IL SIMONE... DELL'ERA POPULISTA
Simon Boccanegra è senza dubbio uno dei capolavori di
Verdi, titolo tra i più complessi al quale il genio di Busseto ha dedicato
moltissimi anni della sua vita.
Il Festival di Salisburgo l’ha messo in scena durante questa
edizione con esiti direi molto buoni.
La regia di Andreas Kriegenburg, abbastanza innovativa ma
comunque coerente con la partitura, pone l’attenzione su quanto al giorno
d’oggi siano i social network il veicolo principale della politica e dei
politicanti, capaci di distruggere un avversario e di rendere “dio” anche chi
effettivamente non lo è. Gli smartphone sono l’emblema di questa visione e fin
dall’inizio vengono usati da una fazione politica genovese, particolarmente impegnata
per l’elezione del nuovo Doge, per twittare le indicazioni agli elettori che
nervosamente leggono e rispondono ai messaggi. Sembra una metafora della
situazione di oggi in cui il sovranismo la fa da padrone e Simone, inconsapevolmente
riprodotto da Paolo e Pietro come tale, viene acclamato dal popolo, non prima
di essersi confrontato con Fiesco e di aver appreso della morte dell’amata
Maria. Dopo il prologo ci troviamo di fronte ad Amelia, che appare quasi come
un ologramma, in mezzo a un gruppo di segretarie armate di tablet, poi Gabriele
Adorno entra in scena cantando la sua aria al pianoforte. E il pianoforte,
insieme ad altri pochissimi elementi, va a costituire l’intera scena che muterà
poco nel corso dell’opera, a parte la grande scatola circolare, posizionata
sulla destra del palco, che funge da sala del consiglio. Il Doge è sempre
attorniato da losche figure (guardie del corpo, manovratori politici, agenti
segreti?) e in mezzo a tutta questa gente a fatica riesce a sapere il segreto
di Amelia. Il secondo atto si apre poi con tanti cadaveri a terra mentre Paolo
prepara il veleno mentre l’atto conclusivo vede in scena tutto il coro sullo
sfondo con Simone che muore, sul proscenio, tra le braccia di Amelia e Adorno
che viene nominato nuovo Doge mostrando un’espressione tra lo sbalordimento e
il terrore. La regia comunque fila via liscia senza interrompere la narrazione
musicale anche se uno degli elementi caratterizzanti l’atmosfera dell’opera, e
cioè il mare, manca in maniera assoluta. Molto probabilmente il regista pensa
solo all’aspetto politico.
Il cast vede nel ruolo del protagonista Luca Salsi. La sua
interpretazione è molto approfondita e, grazie alla morbidezza della sua voce,
ci fa ascoltare un Simone poco autoritario ma anzi preoccupato di capire tutte
le ragioni per far sì che la pace tra le persone abbia la meglio, anche se le
stesse persone non è che ne vogliano tanto sapere. A me personalmente è piaciuto
soprattutto nelle scene intime, cesellate dalla sua sicura e duttile voce.
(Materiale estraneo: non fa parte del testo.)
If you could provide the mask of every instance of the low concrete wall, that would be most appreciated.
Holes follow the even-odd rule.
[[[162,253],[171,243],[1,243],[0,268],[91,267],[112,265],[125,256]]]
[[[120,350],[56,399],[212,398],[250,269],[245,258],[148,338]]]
René Pape è Fiesco e mette in scena un personaggio direi
tutto d’un pezzo, dopo lo smarrimento e l’angoscia iniziale dovuta alla morte
di Maria. Il basso tedesco canta bene, scenicamente è impeccabile… la pronuncia
italiana un po’ meno.
Charles Castronovo è molto bravo nel ruolo di Gabriele Adorno,
anche grazie alla verve scenica e ad una voce un po’ brunita che però riesce a
cesellare in maniera perfetta.
Marina Rebeka, nel ruolo di Amelia, non mi ha convinto del
tutto. La cantante lettone sembra non essere musicalmente “dentro la parte”,
cantando sì bene ma non trovando a mio avviso i colori giusti per il
personaggio, mostrando inoltre alcune asprezze nel registro acuto.
Buono il Paolo di André Heyboer e molto bravo Antonio Di
Matteo nel ruolo Pietro.
Valery Gergiev dirige in maniera molto precisa, con tempi
che al momento giusto si allargano oppure stringono, gli straordinari Wiener
Philarmoniker. Il maestro russo ci dà una lettura veramente ricca di sfumature
di una partitura che, nel passato anche abbastanza recente, ha visto “cadere”
più di qualche “grande” del podio. Unico neo, che a mio avviso il maestro
doveva evitare imponendosi sul regista, l’attacco inziale dell’opera disturbato
volutamente dalle voci dei coristi che parlano al loro smartphone.